- Directed by: Jacob Vaughan
- Written by: Benjamin Hayes Jacob Vaughan
- Produced by: Gabriel Cowan Adele Romanski John Suits
- Starring: Ken Marino Peter Stormare Gillian Jacobs Stephen Root Mary Kay Place Patrick Warburton
- Cinematography: James Laxton
- Edited by: David Nordstrom
- Music by: Ted Masur
- Production companies: New Artists Alliance Floren Shieh Productions Duplass Brothers Productions
- Distributed by: Magnet Releasing
- Release dates: March 10, 2013 (SXSW); October 4, 2013 (United States);
- Running time: 84 minutes
- Country: United States
- Language: English
- Box office: $19,613

= Bad Milo! =

Bad Milo! is a 2013 American horror comedy film written by Jacob Vaughan and Benjamin Hayes and directed by Jacob Vaughan. The film stars Ken Marino, Gillian Jacobs, Peter Stormare, Stephen Root, Mary Kay Place, and Patrick Warburton. The film had its world premiere at South by Southwest on March 10, 2013, and was released on video on demand on August 29, 2013, prior to being given a limited theatrical release on October 4, 2013, by Magnet Releasing.

==Plot==
A man named Duncan lives with his wife, Sarah, who worries about his constant stress. One day, he schedules an appointment with a gastroenterologist after experiencing a rather serious level of gastric stress the night before. During the appointment, the doctor and nurse spot a large "polyp" in his intestinal tract. After seeing a large amount of stress at a very fast pace from work with his boss placing him in charge of firing employees, where a man his age is in a relationship with his mother, and his wife is making him see a very eccentric therapist who keeps asking about his father issues, something unusual happens. The polyp forms into a 2-foot-tall sentient being, and begins killing each person the creature sees as a source of stress with each day. The local news reports the murders as having been attacks by a rabid raccoon.

Duncan's therapist informs him that the creature is the living manifestation of his life's stress built up over time, and that mythology of this type of being states that the best way to eliminate it is to bond with it so it doesn't act so irrationally. In an effort to bond with it, Duncan names this strange anal-dwelling creature Milo.

First, Milo kills his co-worker, then the E.D. doctor he didn't need, yet who wouldn't stop calling him. Soon enough, Milo kills Duncan's boss in an elevator during an investigation by the FBI at his office building. When it finally attacks his father, who apparently had a being of the same species, and begins killing the other being, Duncan loses his grip and moves Milo and himself to a hotel room far away and safer for potential victims. This doesn't work, much as it seems to at the outset and Milo tracks Sarah down to her house party where a violent battle ensues between Duncan and Milo.

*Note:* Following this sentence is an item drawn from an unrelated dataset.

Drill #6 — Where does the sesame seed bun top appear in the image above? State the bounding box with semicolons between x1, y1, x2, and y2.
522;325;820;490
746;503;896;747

Ultimately Duncan dismembers Milo's left arm and legs, and finally saves its life, vowing to never ignore Milo's important influence and make amends with Milo, successfully doing so before Sarah reinserts Milo back up his anus.

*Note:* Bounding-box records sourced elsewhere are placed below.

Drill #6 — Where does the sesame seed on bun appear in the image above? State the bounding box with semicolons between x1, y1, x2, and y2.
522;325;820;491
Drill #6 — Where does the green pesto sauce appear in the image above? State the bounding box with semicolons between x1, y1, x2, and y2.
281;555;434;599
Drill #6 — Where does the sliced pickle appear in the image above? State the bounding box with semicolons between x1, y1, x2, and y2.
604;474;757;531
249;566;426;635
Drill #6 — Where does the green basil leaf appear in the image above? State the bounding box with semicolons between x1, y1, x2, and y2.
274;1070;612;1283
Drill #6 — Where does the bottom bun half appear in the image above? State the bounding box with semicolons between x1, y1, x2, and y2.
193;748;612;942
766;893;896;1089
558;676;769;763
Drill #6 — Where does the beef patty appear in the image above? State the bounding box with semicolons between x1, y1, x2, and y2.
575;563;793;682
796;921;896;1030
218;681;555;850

Ultimately Milo's bloodline is discovered to be carried on through Duncan's unborn son, the embryo of the new creature being seen in the system of the unborn fetus.

==Cast==
- Ken Marino as Duncan
- Gillian Jacobs as Sarah
- Stephen Root as Roger
- Peter Stormare as Highsmith
- Mary Kay Place as Beatrice
- Patrick Warburton as Phil
- Kumail Nanjiani as Bobbi
- Michael Penfold as the Goblin

==Release==
The film had its world premiere at the South by Southwest film festival on March 10, 2013. Shortly after it was announced Magnet Releasing had acquired distribution rights to the film. The film went on to screen at the Karlovy Vary International Film Festival on June 29, 2013. The film was released on August 29, 2013, through video on demand, before being given a limited theatrical release on October 4, 2013.

==Reception==
The film holds a 58% rating on Rotten Tomatoes based on 36 reviews; the consensus states: "Bad Milo! sets some deliriously low expectations with its gross premise – and then manages to match most of them in sick, entertaining style."